The model consists of three nn.modules, which are E_sigma, E_alpha and Decoder. As an example, it looks as follows:

class E(nn.Module):
    def __init__(self, depth, n_out, residual_dim, sigma=True):
        super(E, self).__init__()
        self.sigma = sigma
        self.hg = Hourglass(depth, residual_dim)  # depth 4 has bottleneck of 4x4
        self.n_out = Conv(residual_dim, n_out, kernel_size=1, stride=1, bn=True, relu=True)
        if self.sigma:
            self.preprocess_1 = Conv(3, 64, kernel_size=6, stride=2, bn=True, relu=True)  # transform to 64 x 64 for sigma
            self.preprocess_2 = Residual(64, residual_dim)
            self.map_transform = Conv(n_out, residual_dim, 1, 1)    # channels for addition must be increased

    def forward(self, x):
        if self.sigma:
            x = self.preprocess_1(x)
            x = self.preprocess_2(x)
        out = self.hg(x)
        map = self.n_out(out)
        if self.sigma:
            map_normalized = F.softmax(map.reshape(map.size(0), map.size(1), -1), dim=2).view_as(map)
            map_transform = self.map_transform(map_normalized)
            stack = map_transform + x   # Why not stack? x is much larger than map_transform, so it is almost no impact
            return map_normalized, stack
        else:
            return map

Also there are three functions, which transform the data.

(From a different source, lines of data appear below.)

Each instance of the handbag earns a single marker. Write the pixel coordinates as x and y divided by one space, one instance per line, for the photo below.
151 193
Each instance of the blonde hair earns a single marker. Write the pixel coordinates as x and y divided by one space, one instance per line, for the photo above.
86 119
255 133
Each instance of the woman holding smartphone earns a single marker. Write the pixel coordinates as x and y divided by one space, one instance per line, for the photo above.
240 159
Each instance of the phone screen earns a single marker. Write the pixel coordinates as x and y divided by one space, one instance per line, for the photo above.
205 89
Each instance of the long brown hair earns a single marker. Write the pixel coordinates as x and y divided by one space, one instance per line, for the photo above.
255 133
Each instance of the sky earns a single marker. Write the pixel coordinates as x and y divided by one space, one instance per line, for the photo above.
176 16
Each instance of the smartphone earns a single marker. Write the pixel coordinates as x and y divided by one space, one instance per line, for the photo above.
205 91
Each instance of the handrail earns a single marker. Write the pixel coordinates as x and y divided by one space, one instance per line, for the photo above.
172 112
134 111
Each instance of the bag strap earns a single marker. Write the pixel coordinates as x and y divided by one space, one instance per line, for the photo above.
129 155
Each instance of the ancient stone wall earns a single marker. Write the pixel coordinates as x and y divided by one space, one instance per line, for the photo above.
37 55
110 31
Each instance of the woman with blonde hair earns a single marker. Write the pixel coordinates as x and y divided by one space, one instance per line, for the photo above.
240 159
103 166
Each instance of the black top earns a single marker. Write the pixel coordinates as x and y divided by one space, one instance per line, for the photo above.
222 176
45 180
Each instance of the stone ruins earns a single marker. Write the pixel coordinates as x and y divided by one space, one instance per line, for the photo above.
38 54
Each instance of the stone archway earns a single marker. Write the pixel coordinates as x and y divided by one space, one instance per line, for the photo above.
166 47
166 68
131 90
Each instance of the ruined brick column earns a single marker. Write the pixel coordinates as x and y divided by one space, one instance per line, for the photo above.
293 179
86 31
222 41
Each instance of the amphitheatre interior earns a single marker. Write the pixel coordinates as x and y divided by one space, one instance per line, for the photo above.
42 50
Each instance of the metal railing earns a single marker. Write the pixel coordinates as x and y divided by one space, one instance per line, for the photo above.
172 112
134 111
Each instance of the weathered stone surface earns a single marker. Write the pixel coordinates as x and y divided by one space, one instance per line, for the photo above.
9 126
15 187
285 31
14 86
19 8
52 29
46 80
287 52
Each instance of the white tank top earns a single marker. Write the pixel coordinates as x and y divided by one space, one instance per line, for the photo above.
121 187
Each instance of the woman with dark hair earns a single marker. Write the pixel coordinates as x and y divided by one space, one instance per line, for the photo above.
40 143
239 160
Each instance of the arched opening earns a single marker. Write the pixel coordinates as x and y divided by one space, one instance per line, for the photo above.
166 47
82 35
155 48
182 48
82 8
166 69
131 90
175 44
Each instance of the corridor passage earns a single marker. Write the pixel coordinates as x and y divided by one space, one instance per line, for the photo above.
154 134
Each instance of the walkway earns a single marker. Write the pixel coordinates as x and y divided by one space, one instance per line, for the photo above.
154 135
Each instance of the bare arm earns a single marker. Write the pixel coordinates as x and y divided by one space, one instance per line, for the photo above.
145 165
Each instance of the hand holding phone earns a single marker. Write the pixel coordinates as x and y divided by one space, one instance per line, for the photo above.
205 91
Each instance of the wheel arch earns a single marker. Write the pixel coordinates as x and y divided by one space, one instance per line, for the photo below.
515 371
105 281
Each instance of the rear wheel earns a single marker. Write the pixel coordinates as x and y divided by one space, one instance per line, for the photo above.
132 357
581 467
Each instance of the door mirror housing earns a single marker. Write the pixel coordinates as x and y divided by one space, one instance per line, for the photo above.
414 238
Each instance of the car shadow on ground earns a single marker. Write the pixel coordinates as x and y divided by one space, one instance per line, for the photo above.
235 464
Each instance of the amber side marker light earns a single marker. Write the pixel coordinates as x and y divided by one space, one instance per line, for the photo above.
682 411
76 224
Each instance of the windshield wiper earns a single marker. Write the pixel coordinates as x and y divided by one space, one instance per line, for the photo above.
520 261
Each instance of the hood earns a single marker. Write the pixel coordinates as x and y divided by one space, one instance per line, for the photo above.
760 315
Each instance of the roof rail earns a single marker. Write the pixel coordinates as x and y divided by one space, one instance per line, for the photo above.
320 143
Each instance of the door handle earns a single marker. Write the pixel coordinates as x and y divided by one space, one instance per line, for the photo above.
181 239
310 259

I am trying to test, whether the model is converging if I just feed it with a single input and let it train for some time:

def train():
    device = torch.device('cuda' if torch.cuda.is_available() else 'cpu')
    net = Model().to(device)
    net.train()
    optimizer = torch.optim.Adam(net.parameters(), lr=1e-4)
    criterion = nn.MSELoss().to(device)
    img = torch.randn(1, 3, 128, 128).to(device)
    for epoch in range(1000):
        optimizer.zero_grad()
        prediction = net(img)
        loss = criterion(prediction, img)
        loss.backward()
        optimizer.step()
        if epoch % 10 == 0:
            print(loss)

The model has about 12 million parameters and unfortunately for that single input, the loss always converges at about 0.5. Is that a sign, that there is a problem with my architecture? What could be the reason for that?

Small update: I figured out, that the network makes all output values to zero - how can that be?!

Edit: Got it - The model finished with a sigmoid activation function, while the input was a non-normalized image :slight_smile: